Thanks Bruce and Mr. Religion.


----------



## Marrow Man (Nov 27, 2012)

The connection to Eve and the authority issues and the Christological focus in the passage are unmistakeable, as has been mentioned above. There is also an underlying background which both lends credence to this view, plus shows a very practical application for women in general. Philip Towner's commentary on the Pastorals (NICNT series) has a lengthy discussion on a certain "feminist" movement that existed in the Roman Empire at the time ("the new Roman woman"). It was not prevalent throughout the entire Roman world, but did exist to some degree in the major cities (of which Ephesus was one). The elevated role of women (usurping of household roles and authority) was one aspect of this movement, as was an eschewing of the role of motherhood (worldly manners of dress -- see 1 Timothy 2:9 -- being yet another). It would seem likely that the false teachers in Ephesus had seized upon this secular movement and were using it to their advantage with certain women in the Ephesian church. There are obvious references to problems of authority in chapter 2 of 1 Timothy, but there are also references to what this had done to marriage within the Ephesian church as well. 1 Timothy 4:3 mentions the forbidding of marriage as being an element of the false teaching, and in 1 Timothy 5 there is a reference to a problem with younger widows in the church not remarrying; Paul says he wants them to marry and bear children (1 Timothy 5:14). 1 Timothy is very much a "corrective" letter in that Paul is addressing bad doctrine and bad practices in the Ephesian church and instructing Timothy in how to correct these things.

The coming of the Messiah -- the promised seed of the woman/Eve -- is the salvation to which we much all look, male and female. We will not be saved through secular pseudo-religious means. The women in Ephesus were encouraged to continue in faith and love and holiness with self-restraint. They were not to usurp the leadership roles nor follow after the false teachers or worldliness.
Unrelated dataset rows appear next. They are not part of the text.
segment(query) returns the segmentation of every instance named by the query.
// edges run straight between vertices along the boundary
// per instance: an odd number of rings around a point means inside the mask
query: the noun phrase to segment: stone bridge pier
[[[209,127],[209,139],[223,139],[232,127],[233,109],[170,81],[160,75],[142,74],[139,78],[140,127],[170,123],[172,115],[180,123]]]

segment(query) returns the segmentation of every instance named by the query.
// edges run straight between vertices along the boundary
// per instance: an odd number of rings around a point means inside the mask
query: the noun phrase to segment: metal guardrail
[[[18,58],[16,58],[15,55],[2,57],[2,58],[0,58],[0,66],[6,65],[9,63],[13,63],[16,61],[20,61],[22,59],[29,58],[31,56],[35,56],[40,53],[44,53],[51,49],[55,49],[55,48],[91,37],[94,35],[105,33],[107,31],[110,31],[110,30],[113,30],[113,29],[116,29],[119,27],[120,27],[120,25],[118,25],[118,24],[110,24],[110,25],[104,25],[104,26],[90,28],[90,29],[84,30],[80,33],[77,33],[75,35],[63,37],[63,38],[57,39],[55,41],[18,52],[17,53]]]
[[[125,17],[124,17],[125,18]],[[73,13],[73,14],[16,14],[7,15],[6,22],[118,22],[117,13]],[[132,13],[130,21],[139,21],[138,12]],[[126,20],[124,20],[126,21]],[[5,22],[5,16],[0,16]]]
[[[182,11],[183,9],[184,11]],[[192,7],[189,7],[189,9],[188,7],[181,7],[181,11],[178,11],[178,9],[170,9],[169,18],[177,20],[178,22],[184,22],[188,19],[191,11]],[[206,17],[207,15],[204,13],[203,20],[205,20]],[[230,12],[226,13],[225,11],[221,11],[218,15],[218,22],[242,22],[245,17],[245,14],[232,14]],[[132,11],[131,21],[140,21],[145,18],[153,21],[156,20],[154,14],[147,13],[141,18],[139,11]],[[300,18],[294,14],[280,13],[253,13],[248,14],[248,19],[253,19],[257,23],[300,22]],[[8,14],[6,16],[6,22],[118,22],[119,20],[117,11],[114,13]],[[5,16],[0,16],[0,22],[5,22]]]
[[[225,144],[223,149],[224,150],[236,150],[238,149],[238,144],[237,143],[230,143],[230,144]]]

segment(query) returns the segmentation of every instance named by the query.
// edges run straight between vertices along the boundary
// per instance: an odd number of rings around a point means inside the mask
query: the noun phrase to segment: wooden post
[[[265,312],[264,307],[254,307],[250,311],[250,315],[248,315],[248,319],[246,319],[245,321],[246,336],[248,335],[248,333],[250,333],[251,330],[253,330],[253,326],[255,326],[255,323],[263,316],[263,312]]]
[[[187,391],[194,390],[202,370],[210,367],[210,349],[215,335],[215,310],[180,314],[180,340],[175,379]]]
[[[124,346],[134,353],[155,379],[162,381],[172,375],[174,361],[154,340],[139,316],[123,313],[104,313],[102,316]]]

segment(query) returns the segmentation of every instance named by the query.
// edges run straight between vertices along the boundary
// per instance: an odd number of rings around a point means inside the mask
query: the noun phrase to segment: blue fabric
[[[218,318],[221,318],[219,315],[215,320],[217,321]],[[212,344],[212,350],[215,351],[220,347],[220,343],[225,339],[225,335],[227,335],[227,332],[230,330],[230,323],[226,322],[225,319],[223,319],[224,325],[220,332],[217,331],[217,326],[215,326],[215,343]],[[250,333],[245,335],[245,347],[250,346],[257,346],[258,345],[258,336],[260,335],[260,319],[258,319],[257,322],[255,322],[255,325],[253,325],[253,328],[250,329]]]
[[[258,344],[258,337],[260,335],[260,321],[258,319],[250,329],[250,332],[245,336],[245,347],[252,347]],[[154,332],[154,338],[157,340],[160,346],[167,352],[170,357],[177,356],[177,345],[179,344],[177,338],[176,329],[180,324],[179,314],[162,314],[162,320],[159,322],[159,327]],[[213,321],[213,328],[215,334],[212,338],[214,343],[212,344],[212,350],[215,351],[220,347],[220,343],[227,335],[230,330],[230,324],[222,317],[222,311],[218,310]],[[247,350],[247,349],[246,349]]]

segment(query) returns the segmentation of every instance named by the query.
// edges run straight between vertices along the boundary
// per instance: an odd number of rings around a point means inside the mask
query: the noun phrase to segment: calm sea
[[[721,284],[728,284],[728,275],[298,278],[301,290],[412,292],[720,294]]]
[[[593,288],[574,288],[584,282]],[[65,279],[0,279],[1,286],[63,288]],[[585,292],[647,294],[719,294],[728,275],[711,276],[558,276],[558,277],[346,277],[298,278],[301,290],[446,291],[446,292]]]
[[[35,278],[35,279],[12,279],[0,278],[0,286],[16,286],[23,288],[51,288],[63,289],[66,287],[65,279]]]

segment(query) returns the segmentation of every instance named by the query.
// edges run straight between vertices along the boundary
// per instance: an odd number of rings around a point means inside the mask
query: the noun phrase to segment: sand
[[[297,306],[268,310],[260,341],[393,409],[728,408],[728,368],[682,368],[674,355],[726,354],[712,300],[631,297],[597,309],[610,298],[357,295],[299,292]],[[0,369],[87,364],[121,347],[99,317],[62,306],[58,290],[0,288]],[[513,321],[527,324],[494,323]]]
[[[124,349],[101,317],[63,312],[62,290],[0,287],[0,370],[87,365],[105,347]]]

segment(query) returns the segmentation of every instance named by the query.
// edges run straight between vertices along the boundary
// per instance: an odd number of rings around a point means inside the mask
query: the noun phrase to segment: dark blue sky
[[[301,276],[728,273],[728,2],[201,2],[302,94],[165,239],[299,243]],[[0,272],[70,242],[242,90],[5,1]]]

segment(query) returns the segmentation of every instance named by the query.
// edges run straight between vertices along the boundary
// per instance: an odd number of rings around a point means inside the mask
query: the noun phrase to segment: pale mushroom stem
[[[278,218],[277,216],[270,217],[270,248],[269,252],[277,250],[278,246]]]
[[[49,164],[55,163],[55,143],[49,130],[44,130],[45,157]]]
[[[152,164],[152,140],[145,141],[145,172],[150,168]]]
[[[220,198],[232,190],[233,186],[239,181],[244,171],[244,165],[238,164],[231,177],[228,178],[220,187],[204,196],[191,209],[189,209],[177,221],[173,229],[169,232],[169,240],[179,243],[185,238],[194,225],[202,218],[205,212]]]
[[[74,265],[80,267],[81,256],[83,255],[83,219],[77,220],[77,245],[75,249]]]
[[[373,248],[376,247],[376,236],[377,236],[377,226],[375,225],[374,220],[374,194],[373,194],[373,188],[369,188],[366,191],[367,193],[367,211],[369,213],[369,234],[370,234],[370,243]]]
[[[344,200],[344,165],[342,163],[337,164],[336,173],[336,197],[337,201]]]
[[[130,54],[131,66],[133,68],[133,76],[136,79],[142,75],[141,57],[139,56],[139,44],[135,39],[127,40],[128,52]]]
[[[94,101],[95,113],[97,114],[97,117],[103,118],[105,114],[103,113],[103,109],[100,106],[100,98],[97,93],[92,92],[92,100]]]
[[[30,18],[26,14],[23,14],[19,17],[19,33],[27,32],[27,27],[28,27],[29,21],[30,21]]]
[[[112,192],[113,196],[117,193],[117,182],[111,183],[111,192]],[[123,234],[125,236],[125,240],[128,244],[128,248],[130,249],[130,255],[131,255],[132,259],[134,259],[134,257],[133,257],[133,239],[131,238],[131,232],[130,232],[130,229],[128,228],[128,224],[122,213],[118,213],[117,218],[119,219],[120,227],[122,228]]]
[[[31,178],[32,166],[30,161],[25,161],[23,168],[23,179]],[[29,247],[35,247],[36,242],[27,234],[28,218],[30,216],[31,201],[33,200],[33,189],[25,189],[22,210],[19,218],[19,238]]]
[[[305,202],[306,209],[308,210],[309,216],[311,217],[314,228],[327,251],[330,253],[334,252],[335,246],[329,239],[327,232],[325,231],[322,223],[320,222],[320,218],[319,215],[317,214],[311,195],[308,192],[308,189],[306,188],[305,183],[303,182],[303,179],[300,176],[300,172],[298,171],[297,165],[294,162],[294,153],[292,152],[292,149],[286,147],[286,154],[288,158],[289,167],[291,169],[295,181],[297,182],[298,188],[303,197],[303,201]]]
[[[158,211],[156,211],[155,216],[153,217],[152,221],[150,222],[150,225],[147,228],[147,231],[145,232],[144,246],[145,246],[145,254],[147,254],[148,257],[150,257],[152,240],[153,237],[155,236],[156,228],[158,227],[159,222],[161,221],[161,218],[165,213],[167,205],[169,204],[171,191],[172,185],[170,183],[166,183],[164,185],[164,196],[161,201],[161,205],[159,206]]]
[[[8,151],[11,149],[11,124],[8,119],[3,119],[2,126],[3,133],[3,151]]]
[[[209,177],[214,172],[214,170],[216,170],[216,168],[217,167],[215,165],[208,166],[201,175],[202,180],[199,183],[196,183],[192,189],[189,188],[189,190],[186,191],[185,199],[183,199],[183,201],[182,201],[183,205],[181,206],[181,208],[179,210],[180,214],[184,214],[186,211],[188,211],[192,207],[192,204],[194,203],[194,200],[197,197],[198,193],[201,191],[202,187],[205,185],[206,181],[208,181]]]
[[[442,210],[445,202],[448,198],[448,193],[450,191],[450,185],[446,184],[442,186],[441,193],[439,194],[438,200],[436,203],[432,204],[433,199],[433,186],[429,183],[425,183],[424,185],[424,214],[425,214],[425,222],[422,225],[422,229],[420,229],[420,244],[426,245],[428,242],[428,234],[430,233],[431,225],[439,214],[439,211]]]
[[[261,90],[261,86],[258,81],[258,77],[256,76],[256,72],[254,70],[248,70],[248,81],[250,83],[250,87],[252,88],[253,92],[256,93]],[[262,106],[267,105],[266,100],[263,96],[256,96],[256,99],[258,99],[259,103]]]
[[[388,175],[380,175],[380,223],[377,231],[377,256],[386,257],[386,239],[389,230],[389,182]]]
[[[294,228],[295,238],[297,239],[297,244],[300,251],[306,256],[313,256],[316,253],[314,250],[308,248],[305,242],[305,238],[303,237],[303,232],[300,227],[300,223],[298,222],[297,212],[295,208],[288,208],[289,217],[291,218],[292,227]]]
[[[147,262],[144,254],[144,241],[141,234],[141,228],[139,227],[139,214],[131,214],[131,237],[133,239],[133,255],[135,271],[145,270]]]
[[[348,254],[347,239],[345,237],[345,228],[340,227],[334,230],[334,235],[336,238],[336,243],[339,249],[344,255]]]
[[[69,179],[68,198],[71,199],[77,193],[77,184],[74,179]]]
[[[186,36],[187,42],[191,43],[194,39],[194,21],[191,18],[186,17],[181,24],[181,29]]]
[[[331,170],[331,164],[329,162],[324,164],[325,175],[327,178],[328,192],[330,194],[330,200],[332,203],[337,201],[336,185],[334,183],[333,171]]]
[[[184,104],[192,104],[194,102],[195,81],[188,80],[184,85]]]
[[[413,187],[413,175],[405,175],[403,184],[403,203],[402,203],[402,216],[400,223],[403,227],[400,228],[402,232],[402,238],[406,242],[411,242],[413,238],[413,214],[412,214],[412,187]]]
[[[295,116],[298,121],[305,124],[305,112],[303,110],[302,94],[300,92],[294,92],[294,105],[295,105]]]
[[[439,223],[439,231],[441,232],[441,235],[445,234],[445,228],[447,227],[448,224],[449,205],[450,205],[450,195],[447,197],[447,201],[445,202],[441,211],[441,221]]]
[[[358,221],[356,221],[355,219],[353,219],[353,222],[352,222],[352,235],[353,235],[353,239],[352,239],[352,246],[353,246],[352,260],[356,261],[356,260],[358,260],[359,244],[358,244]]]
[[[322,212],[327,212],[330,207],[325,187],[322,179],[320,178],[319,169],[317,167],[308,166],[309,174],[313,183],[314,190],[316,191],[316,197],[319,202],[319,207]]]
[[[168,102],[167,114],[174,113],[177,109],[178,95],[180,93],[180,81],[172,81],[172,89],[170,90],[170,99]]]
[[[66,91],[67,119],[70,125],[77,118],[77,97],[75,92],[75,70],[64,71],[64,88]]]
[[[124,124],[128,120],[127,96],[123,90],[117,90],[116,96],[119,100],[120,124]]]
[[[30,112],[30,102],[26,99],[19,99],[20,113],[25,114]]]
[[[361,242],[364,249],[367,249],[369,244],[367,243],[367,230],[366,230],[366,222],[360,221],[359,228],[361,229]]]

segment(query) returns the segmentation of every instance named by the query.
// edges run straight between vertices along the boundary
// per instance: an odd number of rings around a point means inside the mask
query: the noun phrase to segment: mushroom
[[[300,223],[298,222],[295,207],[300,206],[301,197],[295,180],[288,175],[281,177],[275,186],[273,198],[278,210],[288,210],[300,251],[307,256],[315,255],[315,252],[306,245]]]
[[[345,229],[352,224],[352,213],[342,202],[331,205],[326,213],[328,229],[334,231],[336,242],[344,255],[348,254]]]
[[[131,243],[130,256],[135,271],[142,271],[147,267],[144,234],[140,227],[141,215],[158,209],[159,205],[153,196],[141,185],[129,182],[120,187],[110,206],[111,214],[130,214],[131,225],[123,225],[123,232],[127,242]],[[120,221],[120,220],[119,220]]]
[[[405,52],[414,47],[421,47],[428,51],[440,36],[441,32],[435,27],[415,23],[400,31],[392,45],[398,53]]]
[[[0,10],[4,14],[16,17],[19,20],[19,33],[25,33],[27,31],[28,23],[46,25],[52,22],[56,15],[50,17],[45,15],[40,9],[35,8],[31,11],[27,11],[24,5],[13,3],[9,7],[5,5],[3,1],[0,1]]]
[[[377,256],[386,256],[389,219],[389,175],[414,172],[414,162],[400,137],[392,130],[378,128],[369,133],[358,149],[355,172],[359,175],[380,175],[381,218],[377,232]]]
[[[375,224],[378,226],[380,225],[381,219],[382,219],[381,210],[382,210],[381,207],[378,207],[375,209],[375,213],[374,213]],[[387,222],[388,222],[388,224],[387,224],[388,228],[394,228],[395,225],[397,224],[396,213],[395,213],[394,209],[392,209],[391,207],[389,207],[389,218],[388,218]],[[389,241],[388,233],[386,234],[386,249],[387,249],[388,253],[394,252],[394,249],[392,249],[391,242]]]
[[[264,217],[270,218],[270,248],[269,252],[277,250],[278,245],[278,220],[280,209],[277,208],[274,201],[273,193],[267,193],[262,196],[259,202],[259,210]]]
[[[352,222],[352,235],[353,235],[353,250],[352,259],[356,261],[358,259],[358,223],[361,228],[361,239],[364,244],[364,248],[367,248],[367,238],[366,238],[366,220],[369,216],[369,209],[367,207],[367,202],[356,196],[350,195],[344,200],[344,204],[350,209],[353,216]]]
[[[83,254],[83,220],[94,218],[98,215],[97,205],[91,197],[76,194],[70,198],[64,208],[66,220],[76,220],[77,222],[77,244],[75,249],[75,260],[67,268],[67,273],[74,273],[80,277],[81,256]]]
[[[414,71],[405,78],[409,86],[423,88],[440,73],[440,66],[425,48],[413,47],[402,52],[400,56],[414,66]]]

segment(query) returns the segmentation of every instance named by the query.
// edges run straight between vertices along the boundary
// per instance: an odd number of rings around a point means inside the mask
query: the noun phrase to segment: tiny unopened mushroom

But they were also being encouraged to be who God made them to be. They did not have to adorn themselves in the way the world adorns itself in order to be "beautiful," but rather they were to adorn themselves with good works, modesty, etc. And the rejection of marriage was not a path to godliness; rather, marrying and having children was a honorable path for the women. It is as if Paul is telling them not to think they are missing out because they are not in leadership roles in the local church; they have a very valuable service in God's Kingdom in the family itself (even those who could not bear children had valuable ministry in the church -- again see 1 Timothy 5 and the lengthy discussion on widows). The "new Roman woman" was not the way to go; God had ordained certain roles for the man and woman, and this was the calling they were to pursue.


----------



## arapahoepark (Nov 27, 2012)

I would agree. It makes more sense given that it is the church roles being discussed. If you go to pipers site he has a free download of recovering man and womanhood and deals with the exegesis I think by Doug moo.


----------